Anyway, take a look at the example app I posted a while ago, and play with it a bit. If you need help setting up Librarian on your own PC to play with this feature, let me know. If you think it’s too difficult or something like that, please file a bug. We want to make it easy eventually.

I think one way to deal with this is simply develop an interpreter(mark up language) within the Librarian and have a specific file type for ‘apps’. What would happen is the ‘app’ is simply code(mark up) that is broadcast and then when it is read by the Librarian(with the built-in interpreter) the app is simply constructed from there. Therefore, there isn’t really a lot of data to be dealt with since the Librarian does a majority of the work.

EDIT: I looked at the example given, and it is similar.

For the app acceptance process, I think a voting process similar to the regular Outernet voting process would be called for.

If an app is associated with content already being broadcast, there should be a smaller process of accepting it. A priority system could be used, but at this moment I don’t know what specifics should be applied for a priority system.

Yeah, we’ll eventually need a voting system for apps as well, but also technical review by the community would be nice to have. We can’t review each and every app ourselves because that would slow things down to a crawl. Maybe something that would allow technical people to look at the code and flag it as safe, etc (e.g., doesn’t contain code that erases user’s content library, doesn’t interfere with other apps or Librarian itself). Of course, I don’t expect there to be that many apps in near future, so for now, the process is up for discussion.

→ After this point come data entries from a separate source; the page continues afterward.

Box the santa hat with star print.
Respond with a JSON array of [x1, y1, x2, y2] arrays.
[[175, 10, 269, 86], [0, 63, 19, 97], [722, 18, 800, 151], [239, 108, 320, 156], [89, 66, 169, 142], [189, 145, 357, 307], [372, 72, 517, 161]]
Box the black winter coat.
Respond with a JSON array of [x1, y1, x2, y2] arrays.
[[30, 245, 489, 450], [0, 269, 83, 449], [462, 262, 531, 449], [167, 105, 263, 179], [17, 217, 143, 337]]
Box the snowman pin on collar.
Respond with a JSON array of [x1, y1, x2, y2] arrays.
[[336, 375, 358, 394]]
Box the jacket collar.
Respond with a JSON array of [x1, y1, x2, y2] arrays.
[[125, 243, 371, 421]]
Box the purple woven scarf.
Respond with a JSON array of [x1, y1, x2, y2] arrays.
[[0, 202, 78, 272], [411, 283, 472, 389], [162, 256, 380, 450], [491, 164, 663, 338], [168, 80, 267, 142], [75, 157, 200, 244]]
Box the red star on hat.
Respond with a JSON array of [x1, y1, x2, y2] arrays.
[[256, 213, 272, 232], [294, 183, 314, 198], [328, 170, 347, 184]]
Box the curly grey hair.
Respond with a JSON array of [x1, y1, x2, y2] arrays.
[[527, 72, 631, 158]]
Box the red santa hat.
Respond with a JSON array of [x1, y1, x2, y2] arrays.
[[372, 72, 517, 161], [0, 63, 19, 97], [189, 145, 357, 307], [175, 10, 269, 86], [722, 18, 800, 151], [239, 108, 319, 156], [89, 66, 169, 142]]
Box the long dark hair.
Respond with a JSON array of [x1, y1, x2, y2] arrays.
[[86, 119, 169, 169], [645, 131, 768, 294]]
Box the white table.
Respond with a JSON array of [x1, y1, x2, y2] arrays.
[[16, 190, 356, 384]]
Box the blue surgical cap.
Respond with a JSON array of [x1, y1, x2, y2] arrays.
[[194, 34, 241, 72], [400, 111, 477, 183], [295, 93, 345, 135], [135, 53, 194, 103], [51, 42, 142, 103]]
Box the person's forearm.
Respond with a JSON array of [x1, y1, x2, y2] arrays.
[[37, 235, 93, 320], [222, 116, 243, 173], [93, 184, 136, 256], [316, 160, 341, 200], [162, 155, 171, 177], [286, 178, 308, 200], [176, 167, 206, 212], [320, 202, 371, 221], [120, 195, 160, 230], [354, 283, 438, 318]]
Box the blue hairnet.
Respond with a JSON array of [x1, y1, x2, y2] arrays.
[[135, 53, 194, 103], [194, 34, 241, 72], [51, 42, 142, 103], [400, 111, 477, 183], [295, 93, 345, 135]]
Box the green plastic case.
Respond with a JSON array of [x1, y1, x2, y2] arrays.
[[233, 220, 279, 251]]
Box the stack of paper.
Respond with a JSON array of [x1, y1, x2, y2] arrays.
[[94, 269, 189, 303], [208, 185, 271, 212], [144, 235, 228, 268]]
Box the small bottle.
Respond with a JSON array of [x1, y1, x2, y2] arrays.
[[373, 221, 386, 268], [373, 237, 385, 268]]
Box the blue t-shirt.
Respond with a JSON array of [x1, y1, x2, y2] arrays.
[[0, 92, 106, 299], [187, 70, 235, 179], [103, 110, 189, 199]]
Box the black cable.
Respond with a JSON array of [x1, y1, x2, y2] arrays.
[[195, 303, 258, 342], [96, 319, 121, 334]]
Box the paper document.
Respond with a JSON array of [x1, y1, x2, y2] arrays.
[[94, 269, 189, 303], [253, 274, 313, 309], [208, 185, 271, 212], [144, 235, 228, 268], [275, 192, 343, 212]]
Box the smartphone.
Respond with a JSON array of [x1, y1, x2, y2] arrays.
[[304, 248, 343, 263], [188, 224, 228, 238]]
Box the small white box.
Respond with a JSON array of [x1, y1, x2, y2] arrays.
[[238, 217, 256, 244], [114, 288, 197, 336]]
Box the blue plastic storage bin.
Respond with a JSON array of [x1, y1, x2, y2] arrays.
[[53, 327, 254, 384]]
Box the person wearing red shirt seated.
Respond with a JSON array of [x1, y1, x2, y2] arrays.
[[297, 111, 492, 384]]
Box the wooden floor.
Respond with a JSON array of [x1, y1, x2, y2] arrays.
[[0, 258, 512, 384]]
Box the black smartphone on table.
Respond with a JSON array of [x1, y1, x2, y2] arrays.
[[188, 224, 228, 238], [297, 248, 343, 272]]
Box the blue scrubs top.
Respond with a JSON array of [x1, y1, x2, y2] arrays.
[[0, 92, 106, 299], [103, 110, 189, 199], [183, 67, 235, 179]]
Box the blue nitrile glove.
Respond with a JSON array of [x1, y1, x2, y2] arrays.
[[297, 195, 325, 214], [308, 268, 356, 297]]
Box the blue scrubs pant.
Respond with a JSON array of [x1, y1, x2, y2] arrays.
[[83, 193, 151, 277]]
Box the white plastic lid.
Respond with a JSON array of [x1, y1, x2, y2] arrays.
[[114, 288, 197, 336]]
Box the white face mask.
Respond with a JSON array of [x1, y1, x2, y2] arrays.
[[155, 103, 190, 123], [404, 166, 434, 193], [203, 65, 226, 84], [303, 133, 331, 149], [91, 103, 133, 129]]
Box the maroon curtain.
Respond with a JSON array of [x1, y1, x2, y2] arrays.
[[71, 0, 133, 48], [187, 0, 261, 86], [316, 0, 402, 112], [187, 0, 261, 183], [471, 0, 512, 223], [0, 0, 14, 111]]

Btw, if anyone wants to build an app for Outernet, let me know. We can arrange for it to be broadcast if it’s good and useful.

I think it could be a similar process to how wikipedia deals with their articles. The idea would be that before an app is submitted, have a timer to have a time where other users can review the code themselves and maybe even change it up to make it better or more efficient, or find things that could cause problems. Then, when it is submitted a bot could remove potentially harmful code(have users report certain bugs that could cause problems, and then have the default pieces of code to detect for this).

Easier said than done.

We can’t assume that the code is open-source, though. The safest assumption is that the original author is the only person that can fix the code, so problems with code should simply be reported to the author.

That approach can be taken then. However, the concept can still apply.